R - O clube Elite é a principal agremiação do clube que nós temos nessa redondeza, nessa região é a elite itaquerense. E a Elite Itaquerense em 1922, início dos moradores do bairro já disputava futebol em São Paulo, com aquele Corinthians, aqueles clubes, e aqui pouco se tinha o que fazer, era andar a cavalo, corrida de charrete, então alguns desportistas resolveram que “pô, se nos outros lugares já tinha time, já tinha equipes, já tinha clubes, porque que aqui em Itaquera não formamos uma equipe de futebol?” E existia um senhor que nunca jogou futebol, mas era apaixonado por futebol, chamava-se José Salomão, era um mascate que vendia roupas, blusas, meias, calçados, calças, e ia de casa em casa, em casa vendia também, e pagava-se mensalmente, naquela época.
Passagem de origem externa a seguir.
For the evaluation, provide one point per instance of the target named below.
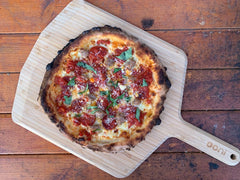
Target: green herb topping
(77, 115)
(92, 107)
(94, 111)
(84, 90)
(68, 100)
(138, 114)
(72, 82)
(144, 83)
(128, 99)
(125, 55)
(86, 66)
(114, 84)
(116, 70)
(102, 93)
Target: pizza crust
(162, 85)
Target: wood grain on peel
(7, 91)
(157, 166)
(33, 16)
(212, 90)
(223, 124)
(205, 49)
(14, 50)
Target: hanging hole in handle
(233, 157)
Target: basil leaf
(125, 55)
(102, 93)
(92, 107)
(138, 114)
(84, 90)
(107, 111)
(144, 83)
(125, 77)
(86, 66)
(68, 100)
(93, 112)
(116, 70)
(77, 115)
(96, 130)
(72, 82)
(114, 84)
(128, 99)
(120, 97)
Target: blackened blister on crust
(157, 121)
(49, 66)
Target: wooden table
(208, 31)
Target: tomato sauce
(96, 54)
(85, 119)
(77, 104)
(130, 113)
(103, 41)
(102, 103)
(109, 122)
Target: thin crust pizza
(105, 89)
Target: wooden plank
(212, 90)
(17, 140)
(14, 50)
(33, 16)
(204, 90)
(205, 49)
(223, 124)
(7, 91)
(157, 166)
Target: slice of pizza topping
(105, 86)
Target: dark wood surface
(208, 31)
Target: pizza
(105, 89)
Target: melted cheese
(103, 134)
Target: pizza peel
(77, 17)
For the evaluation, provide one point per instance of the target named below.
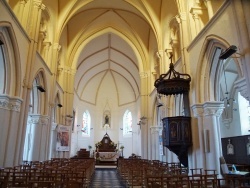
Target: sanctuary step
(83, 153)
(106, 178)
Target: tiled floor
(106, 177)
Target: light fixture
(41, 88)
(228, 52)
(159, 103)
(60, 105)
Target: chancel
(106, 151)
(169, 79)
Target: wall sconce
(159, 103)
(69, 116)
(60, 105)
(41, 88)
(228, 52)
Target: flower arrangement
(98, 144)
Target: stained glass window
(86, 123)
(127, 122)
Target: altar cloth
(107, 156)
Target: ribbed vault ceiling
(107, 67)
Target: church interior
(109, 80)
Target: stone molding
(38, 119)
(208, 109)
(10, 103)
(155, 129)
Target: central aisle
(106, 177)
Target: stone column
(160, 67)
(33, 31)
(143, 142)
(41, 38)
(196, 21)
(45, 51)
(244, 41)
(209, 8)
(10, 130)
(38, 125)
(155, 146)
(209, 134)
(21, 11)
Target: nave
(107, 177)
(129, 173)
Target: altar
(107, 156)
(106, 152)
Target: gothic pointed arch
(10, 61)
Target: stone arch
(12, 60)
(81, 43)
(209, 69)
(40, 79)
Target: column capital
(38, 119)
(57, 46)
(155, 129)
(143, 74)
(160, 53)
(241, 85)
(208, 109)
(10, 103)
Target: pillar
(209, 149)
(37, 137)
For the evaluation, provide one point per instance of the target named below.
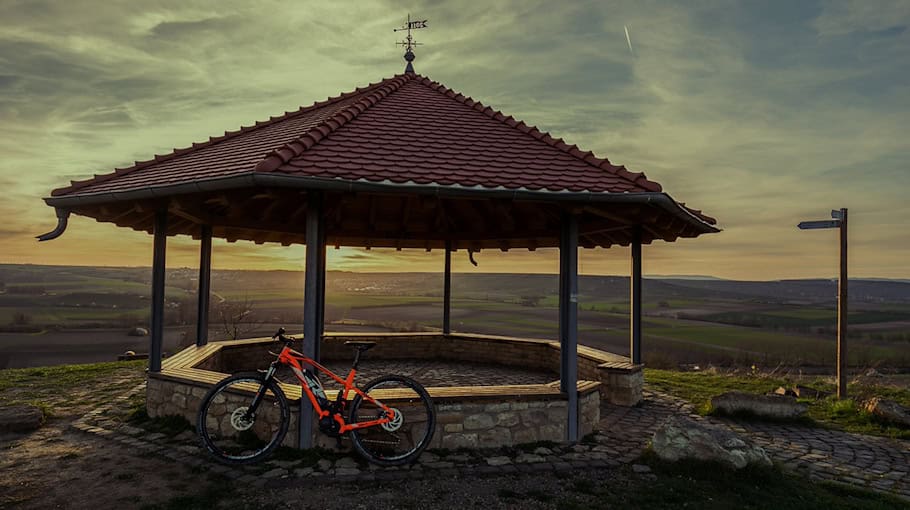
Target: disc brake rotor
(395, 423)
(239, 419)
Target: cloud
(762, 115)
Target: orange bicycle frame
(296, 360)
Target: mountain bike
(246, 416)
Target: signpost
(839, 221)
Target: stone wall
(478, 422)
(621, 382)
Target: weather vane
(410, 42)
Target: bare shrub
(236, 318)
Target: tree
(236, 318)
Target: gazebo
(402, 163)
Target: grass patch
(52, 379)
(530, 447)
(170, 425)
(691, 484)
(309, 457)
(699, 387)
(207, 498)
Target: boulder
(681, 438)
(770, 406)
(807, 392)
(22, 418)
(787, 392)
(888, 410)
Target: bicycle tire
(420, 420)
(228, 434)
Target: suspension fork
(251, 411)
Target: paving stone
(498, 461)
(346, 471)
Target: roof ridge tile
(285, 153)
(77, 185)
(638, 178)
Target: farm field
(51, 314)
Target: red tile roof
(405, 129)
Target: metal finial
(410, 42)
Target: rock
(787, 392)
(347, 471)
(681, 438)
(807, 392)
(22, 418)
(888, 410)
(528, 458)
(428, 457)
(773, 406)
(347, 463)
(498, 461)
(274, 473)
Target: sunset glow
(762, 115)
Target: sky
(762, 114)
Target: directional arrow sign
(810, 225)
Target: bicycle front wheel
(402, 439)
(243, 418)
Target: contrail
(628, 39)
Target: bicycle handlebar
(279, 336)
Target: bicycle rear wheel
(231, 430)
(403, 439)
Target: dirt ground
(55, 467)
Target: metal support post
(156, 338)
(568, 320)
(842, 310)
(635, 298)
(205, 286)
(447, 292)
(313, 285)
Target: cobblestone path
(867, 461)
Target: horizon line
(644, 275)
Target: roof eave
(253, 179)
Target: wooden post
(320, 306)
(568, 320)
(842, 310)
(635, 298)
(156, 338)
(447, 292)
(205, 286)
(313, 282)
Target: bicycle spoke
(402, 438)
(235, 432)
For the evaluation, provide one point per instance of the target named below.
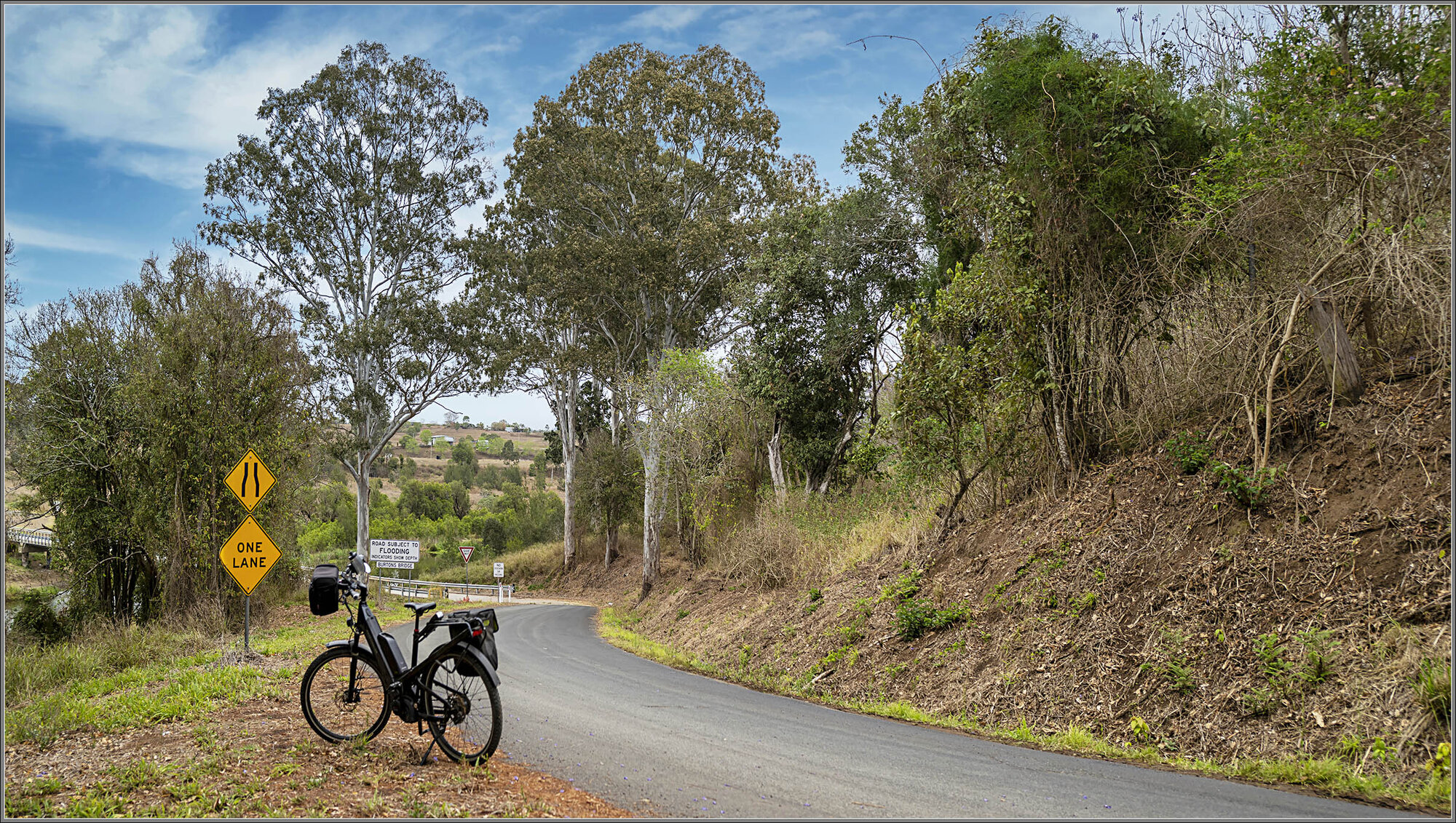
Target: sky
(113, 112)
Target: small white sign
(385, 552)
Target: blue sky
(113, 112)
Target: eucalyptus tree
(538, 293)
(654, 170)
(349, 201)
(135, 403)
(829, 281)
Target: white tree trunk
(653, 506)
(362, 506)
(567, 426)
(781, 488)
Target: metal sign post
(250, 553)
(467, 552)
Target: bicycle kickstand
(424, 758)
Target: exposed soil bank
(1294, 632)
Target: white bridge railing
(468, 592)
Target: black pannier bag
(324, 589)
(486, 621)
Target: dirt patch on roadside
(261, 760)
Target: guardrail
(468, 592)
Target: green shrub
(36, 620)
(919, 616)
(1318, 656)
(1192, 450)
(1249, 488)
(1272, 656)
(903, 587)
(1433, 688)
(1257, 703)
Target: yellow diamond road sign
(250, 480)
(250, 554)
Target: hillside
(1144, 607)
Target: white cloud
(666, 17)
(28, 234)
(143, 84)
(769, 35)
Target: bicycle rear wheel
(339, 709)
(465, 709)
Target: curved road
(659, 741)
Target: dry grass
(809, 540)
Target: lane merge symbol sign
(250, 554)
(250, 480)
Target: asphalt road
(657, 741)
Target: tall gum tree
(349, 202)
(828, 284)
(656, 170)
(535, 290)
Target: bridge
(30, 541)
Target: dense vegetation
(1067, 250)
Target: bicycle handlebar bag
(324, 589)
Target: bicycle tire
(327, 704)
(465, 709)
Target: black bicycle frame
(401, 681)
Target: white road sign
(387, 552)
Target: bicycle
(350, 690)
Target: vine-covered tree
(135, 405)
(831, 278)
(654, 169)
(350, 202)
(1056, 169)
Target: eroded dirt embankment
(1298, 630)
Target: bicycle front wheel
(464, 709)
(344, 697)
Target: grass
(135, 677)
(1320, 773)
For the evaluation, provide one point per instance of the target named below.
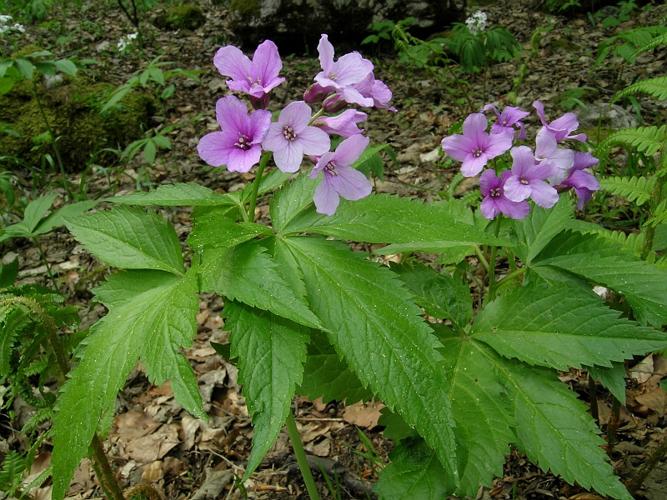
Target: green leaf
(554, 429)
(481, 408)
(138, 327)
(248, 274)
(414, 472)
(326, 376)
(8, 273)
(176, 195)
(375, 327)
(271, 352)
(561, 327)
(390, 219)
(215, 229)
(538, 229)
(129, 238)
(291, 201)
(440, 294)
(604, 263)
(613, 379)
(37, 210)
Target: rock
(296, 25)
(72, 109)
(183, 16)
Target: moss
(184, 16)
(73, 112)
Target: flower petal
(314, 141)
(458, 146)
(326, 198)
(326, 52)
(288, 159)
(214, 148)
(516, 191)
(473, 165)
(266, 63)
(232, 115)
(350, 183)
(350, 150)
(296, 114)
(543, 194)
(242, 161)
(274, 140)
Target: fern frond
(656, 87)
(648, 140)
(658, 41)
(637, 189)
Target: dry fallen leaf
(363, 414)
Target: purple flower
(561, 127)
(340, 178)
(291, 137)
(342, 75)
(239, 144)
(495, 202)
(506, 121)
(475, 147)
(344, 124)
(527, 179)
(547, 152)
(257, 77)
(584, 183)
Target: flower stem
(301, 459)
(264, 160)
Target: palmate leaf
(481, 408)
(440, 294)
(648, 140)
(562, 327)
(538, 229)
(390, 219)
(655, 87)
(326, 376)
(602, 262)
(150, 324)
(414, 472)
(248, 274)
(129, 238)
(271, 353)
(176, 195)
(554, 429)
(636, 189)
(373, 324)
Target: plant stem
(653, 459)
(301, 459)
(101, 463)
(255, 186)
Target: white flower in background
(476, 23)
(126, 41)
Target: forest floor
(156, 442)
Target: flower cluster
(126, 41)
(538, 173)
(476, 22)
(297, 133)
(7, 26)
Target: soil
(152, 440)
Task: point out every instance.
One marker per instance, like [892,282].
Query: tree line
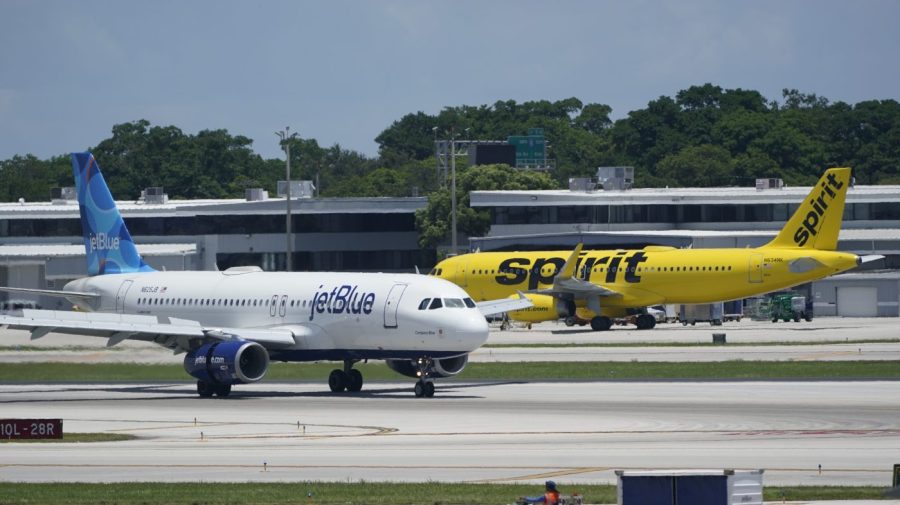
[702,136]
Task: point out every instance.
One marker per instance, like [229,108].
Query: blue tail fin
[107,243]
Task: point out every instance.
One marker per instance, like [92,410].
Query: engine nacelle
[546,308]
[444,367]
[228,362]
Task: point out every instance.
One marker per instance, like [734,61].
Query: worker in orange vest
[550,497]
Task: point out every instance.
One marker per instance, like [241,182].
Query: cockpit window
[454,303]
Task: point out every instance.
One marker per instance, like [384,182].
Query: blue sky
[341,71]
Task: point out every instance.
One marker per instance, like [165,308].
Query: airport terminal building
[41,244]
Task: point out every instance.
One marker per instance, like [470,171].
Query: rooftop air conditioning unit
[615,178]
[770,183]
[299,189]
[256,194]
[154,195]
[582,184]
[61,196]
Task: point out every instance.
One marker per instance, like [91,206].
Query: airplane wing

Tinha lá a caderneta dele, ia lá e cobrava, vai fazer aniversário, algum familiar vai casar, por exemplo. E o seu Salomão gostando muito de futebol convidou umas pessoas e resolveram criar um time de futebol, então fez o time de Itaquera, _____. Aí ele bolaram um, fizeram uma enquete entre eles, cada um deu um nome, e seu Salomão inclusive ele tinha uma certa ascendência social, tinha um poder aquisitivo um pouco maior, ele sugeriu o nome de Elite por causa de uma roupa que ele tinha, que aliás era até um par de meias, era uma marca de uma qualidade de meia, ele tinha uma marca superior lá, então resolveram colocar o nome do clube, sociedade desportiva, de Elite Itaquerense. Então o nome Elite vem daí, de uma peça de roupa. Muitos pensam que o Elite, que é considerado um clube pó de arroz que é um jeito mais elevado das pessoas, hoje em dia elas conseguiram popularizar mais, mas antes era mais sofisticado. Achavam que Elite era pompa, mas não, foi Elite por disso aí, a marca desse tecido, de uma meia. Hoje nós temos até vários calções de Elite, camisa Elite.
P/2 - Tem, tem. É do interior.
R - É, mas não tem nada a ver, o Elite nasceu de um par de meias, de um tipo de meia chamada Elite, foi assim.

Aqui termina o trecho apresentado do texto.